杨泽冲掌柜的怒道:“在你的店里发生这种恶事,你怎么也不管管,良心何安,难不成你是那些恶人的同伙么!”
掌柜的此时也是满脸的怒色,见杨泽出来,他忙道:“客官莫要怪罪,小人已经让人去报官了,就算捕快来得迟,那巡街的官兵也能赶来,马上就到,马上就到!”
捕快当然会来得迟,因为都等在解秀的家里,等着拍马屁呢,巡街士兵也不知巡到哪儿了,哪可能这么快就赶过来。

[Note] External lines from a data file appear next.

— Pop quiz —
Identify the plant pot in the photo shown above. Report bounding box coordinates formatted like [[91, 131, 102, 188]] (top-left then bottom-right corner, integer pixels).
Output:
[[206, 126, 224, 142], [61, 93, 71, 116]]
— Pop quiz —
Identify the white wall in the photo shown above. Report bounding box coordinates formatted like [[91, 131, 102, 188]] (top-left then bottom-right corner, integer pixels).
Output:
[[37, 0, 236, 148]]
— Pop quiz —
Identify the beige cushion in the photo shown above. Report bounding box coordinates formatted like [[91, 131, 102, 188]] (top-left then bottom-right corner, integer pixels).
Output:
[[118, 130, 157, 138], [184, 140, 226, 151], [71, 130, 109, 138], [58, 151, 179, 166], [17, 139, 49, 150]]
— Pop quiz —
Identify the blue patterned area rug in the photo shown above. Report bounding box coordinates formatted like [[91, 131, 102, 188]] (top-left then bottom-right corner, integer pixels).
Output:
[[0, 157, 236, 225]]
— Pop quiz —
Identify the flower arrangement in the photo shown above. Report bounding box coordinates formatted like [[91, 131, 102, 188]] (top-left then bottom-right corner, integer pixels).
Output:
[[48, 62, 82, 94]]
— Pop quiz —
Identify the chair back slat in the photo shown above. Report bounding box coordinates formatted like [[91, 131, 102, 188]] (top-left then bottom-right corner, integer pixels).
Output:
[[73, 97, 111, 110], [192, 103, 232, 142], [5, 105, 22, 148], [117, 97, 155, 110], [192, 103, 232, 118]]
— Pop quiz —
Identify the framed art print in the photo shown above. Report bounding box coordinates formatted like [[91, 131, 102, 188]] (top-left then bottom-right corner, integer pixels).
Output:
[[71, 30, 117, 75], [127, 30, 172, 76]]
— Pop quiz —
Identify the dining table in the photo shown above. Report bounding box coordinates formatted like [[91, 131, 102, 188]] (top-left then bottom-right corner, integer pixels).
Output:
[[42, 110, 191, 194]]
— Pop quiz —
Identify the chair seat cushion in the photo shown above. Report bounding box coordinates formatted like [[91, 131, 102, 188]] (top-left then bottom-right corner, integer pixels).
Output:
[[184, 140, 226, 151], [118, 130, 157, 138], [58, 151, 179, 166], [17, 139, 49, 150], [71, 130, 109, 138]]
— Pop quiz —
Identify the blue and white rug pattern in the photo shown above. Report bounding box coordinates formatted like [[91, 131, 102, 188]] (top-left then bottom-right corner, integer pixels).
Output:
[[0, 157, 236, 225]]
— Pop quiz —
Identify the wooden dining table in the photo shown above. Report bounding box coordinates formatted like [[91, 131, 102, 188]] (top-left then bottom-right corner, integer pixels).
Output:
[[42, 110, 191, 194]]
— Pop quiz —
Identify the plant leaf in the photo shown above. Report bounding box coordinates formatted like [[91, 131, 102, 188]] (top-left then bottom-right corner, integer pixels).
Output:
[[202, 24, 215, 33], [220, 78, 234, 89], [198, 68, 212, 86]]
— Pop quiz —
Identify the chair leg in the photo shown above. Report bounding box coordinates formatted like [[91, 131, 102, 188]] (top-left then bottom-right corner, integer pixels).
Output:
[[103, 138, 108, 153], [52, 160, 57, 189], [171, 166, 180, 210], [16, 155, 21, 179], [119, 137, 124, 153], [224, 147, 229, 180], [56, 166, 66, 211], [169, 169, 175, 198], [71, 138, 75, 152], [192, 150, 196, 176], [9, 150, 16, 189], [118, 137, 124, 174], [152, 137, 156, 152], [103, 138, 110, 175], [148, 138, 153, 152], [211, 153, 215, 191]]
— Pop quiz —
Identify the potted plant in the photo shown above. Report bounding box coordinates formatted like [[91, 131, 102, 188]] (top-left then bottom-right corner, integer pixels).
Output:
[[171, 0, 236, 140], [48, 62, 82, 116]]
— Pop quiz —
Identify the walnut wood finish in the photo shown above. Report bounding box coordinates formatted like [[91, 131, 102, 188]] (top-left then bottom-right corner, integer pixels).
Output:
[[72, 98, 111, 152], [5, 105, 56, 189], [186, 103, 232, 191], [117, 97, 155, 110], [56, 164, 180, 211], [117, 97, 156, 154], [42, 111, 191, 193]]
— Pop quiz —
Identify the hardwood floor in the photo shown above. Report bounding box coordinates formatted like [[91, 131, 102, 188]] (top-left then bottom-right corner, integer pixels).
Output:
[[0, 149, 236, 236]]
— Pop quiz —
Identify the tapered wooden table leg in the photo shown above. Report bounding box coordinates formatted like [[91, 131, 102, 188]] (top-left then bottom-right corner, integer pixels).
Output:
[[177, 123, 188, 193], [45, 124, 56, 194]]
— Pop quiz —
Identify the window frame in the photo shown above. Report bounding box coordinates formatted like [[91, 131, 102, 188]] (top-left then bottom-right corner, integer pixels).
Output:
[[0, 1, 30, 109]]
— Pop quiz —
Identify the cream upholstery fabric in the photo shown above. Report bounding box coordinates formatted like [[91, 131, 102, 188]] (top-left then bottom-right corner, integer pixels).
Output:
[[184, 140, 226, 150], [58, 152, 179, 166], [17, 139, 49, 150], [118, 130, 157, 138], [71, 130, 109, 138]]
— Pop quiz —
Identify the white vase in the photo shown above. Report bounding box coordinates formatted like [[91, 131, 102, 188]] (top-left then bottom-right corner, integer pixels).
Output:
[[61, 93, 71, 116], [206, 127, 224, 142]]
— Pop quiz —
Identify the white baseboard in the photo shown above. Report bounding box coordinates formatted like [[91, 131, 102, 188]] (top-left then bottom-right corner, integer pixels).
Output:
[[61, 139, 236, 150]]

那老汉被伙计们扶了起来,他年纪大了,又摔得不轻,竟然无法立即追出去,只是叫道:“救命,救命,求大爷们行行好,把我女儿追回来!”
杨泽抄起一张板凳,对着伙计们叫道:“跟我出去追人!”
伙计们面面相觑,谁也没动地方,他们都向掌柜的看去。掌柜的咽下口唾沫,因为两个外地来逃难的人,得罪了地的地痞,有点儿犯不上,再说他已经派人去报官,尽了义务也就成了,实不想再多找麻烦。
一个伙计叫道:“掌柜的,咱们用不着害怕那姓马的,他算是个什么东西!”
掌柜的气道:“谁怕他啊,我是怕……哼,我谁也不怕,你们全去!”顿了顿,又道:“帮帮那位客人,能不动手,最好还是不要动手。”
他胆子到底不大,不敢当真和地痞翻脸,只因地痞们总是勾勾连连的,得罪一个,就等于是得罪一大群,马二爷他是不用怕,可马二爷认识的人也多啊,要是得罪的地痞太多,他这店也没法开了。
杨泽大步出门,四下张望,街上黑漆漆的,又无行人,真不知那些人去了哪里,只不过片刻功夫,怎会跑得无影无踪,难道说有人接应?